Lors de l'indépendance, le Tadjikistan était déjà le pays le plus pauvre de l'ex-URSS, et suite à la guerre civile de 1992-1997, il était même l'un des pays les plus pauvres au monde. Les sources de revenu, liées à l'exportation du coton et de l'aluminium, sont précaires et rendent l'économie vulnérable aux cours du marché. En 2000 encore, l'aide internationale restait essentielle, notamment pour soutenir les programmes de « réhabilitation », dont le but est de réintégrer d'anciens combattants de la guerre civile dans la société. Elle a également été nécessaire pour limiter la chute de la production de nourriture, conséquence d'une seconde année de sécheresse. En août 2001, la Croix-Rouge a annoncé le début d'une famine au Tadjikistan, et appelé à une aide internationale, risque à nouveau évoqué au printemps 2008.

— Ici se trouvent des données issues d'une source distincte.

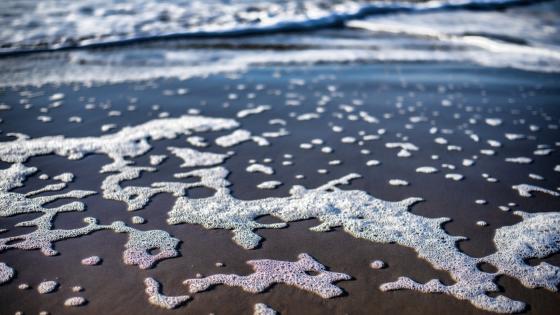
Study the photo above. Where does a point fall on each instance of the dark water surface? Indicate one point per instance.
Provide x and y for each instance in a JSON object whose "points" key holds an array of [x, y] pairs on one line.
{"points": [[115, 288]]}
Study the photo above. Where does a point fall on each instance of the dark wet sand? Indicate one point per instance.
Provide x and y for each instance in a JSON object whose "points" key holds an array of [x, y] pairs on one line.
{"points": [[115, 288]]}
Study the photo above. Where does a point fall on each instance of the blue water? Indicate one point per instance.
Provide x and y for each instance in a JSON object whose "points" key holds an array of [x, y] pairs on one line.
{"points": [[182, 38]]}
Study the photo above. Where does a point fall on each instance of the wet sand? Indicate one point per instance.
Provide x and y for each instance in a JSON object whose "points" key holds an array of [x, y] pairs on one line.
{"points": [[114, 288]]}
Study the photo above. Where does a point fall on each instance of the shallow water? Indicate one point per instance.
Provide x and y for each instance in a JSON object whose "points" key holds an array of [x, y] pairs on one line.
{"points": [[396, 94]]}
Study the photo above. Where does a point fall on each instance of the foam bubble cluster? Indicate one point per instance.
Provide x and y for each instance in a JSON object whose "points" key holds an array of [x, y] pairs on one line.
{"points": [[525, 190], [91, 261], [47, 287], [6, 273], [263, 309], [268, 272], [75, 301], [158, 299]]}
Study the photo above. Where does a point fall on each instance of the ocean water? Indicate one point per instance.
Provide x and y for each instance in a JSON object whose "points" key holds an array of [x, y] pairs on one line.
{"points": [[57, 41]]}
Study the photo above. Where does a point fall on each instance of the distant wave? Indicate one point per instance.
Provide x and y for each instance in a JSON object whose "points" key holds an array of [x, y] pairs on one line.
{"points": [[290, 24]]}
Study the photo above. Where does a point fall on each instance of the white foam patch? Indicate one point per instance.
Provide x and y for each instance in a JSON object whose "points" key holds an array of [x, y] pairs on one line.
{"points": [[6, 273], [91, 261], [377, 264], [156, 298], [271, 184], [263, 309], [454, 176], [253, 111], [129, 142], [525, 190], [75, 301], [192, 158], [47, 287], [234, 138], [398, 182], [197, 141], [520, 160], [157, 159], [253, 168], [426, 170], [405, 147], [268, 272]]}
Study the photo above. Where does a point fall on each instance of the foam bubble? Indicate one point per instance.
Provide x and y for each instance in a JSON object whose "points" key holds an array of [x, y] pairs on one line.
{"points": [[91, 261], [263, 309], [268, 272], [234, 138], [252, 111], [158, 299], [47, 287], [525, 190], [6, 273], [192, 158], [75, 301], [426, 170], [271, 184], [260, 168], [377, 264]]}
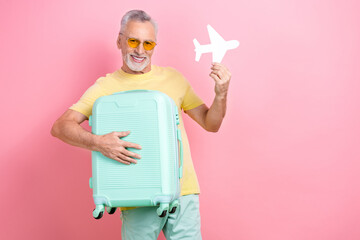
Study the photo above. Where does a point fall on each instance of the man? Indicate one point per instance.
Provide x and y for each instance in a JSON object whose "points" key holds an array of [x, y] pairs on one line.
{"points": [[137, 41]]}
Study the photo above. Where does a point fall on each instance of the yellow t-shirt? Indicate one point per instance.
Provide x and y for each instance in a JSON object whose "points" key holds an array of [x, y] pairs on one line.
{"points": [[164, 79]]}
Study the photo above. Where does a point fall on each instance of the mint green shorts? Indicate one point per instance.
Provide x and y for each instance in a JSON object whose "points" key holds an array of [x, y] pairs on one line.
{"points": [[143, 223]]}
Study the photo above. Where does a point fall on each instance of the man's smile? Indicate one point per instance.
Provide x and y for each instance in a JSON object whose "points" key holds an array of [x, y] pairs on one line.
{"points": [[137, 59]]}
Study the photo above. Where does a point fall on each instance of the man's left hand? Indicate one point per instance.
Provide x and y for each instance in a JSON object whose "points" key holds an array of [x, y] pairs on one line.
{"points": [[221, 76]]}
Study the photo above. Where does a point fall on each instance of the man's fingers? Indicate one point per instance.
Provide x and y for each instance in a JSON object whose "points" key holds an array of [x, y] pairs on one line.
{"points": [[119, 159], [125, 159], [131, 145], [215, 77], [218, 73], [131, 154]]}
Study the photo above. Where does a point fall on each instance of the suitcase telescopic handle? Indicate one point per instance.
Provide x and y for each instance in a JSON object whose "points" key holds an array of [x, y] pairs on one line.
{"points": [[181, 152]]}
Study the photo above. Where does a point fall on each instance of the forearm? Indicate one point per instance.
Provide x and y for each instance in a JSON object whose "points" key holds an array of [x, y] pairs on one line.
{"points": [[72, 133], [216, 114]]}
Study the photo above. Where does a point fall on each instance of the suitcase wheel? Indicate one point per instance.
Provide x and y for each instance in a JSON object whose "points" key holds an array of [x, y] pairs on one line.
{"points": [[99, 215], [173, 210], [163, 214], [110, 210], [173, 206], [163, 209]]}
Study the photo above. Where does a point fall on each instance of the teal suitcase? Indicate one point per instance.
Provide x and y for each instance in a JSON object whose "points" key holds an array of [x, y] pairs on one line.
{"points": [[152, 119]]}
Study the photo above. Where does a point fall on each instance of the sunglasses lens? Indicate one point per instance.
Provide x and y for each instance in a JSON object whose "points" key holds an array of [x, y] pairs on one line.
{"points": [[133, 43], [148, 45]]}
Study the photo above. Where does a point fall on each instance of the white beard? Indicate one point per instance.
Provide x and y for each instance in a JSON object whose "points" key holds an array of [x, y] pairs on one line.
{"points": [[136, 67]]}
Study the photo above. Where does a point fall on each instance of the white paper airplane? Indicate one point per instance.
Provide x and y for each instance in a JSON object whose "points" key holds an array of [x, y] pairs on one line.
{"points": [[218, 46]]}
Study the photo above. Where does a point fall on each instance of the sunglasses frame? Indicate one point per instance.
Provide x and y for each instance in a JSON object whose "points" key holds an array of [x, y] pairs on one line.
{"points": [[139, 42]]}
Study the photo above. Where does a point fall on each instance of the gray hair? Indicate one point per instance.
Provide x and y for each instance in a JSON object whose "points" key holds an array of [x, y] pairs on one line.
{"points": [[137, 15]]}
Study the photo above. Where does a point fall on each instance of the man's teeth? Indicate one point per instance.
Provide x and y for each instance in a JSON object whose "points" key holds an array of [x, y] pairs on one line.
{"points": [[138, 58]]}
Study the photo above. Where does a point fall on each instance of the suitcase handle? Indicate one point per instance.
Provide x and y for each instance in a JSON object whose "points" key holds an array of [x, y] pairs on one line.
{"points": [[181, 152]]}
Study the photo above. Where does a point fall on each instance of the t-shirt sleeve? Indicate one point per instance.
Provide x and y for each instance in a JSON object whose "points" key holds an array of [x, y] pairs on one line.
{"points": [[190, 100], [86, 102]]}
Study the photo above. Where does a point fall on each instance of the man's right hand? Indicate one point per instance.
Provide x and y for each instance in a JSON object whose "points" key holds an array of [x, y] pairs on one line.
{"points": [[111, 146]]}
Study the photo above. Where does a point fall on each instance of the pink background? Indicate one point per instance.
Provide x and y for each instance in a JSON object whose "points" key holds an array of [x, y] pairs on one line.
{"points": [[285, 164]]}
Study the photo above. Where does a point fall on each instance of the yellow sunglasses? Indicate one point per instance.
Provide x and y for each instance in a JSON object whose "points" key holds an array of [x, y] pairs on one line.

L'économie du Tadjikistan s'est pourtant considérablement redressée depuis la guerre civile. Selon la Banque mondiale, le PIB a augmenté en moyenne de 9,6 % par an entre 2000 et 2004, ce qui a permis au Tadjikistan d'améliorer sa position économique par rapport à d'autres pays d'Asie centrale comme le Turkménistan et l'Ouzbékistan, pays riches en hydrocarbures dont les économies connaissent une moindre croissance. Il reste pourtant un pays très pauvre. En 2008, suivant le FMI, la valeur du PIB par habitant en parité de pouvoir d'achat serait d'environ 2 000 $, ce qui en fait le 145e État au monde suivant ce classement. 20 % de la population vivrait sous le seuil de pauvreté absolue d'1,25 $ par jour. Enfin, près de 40 % du PNB proviendrait, en 2009, d'envois de fonds d'émigrés tadjiks.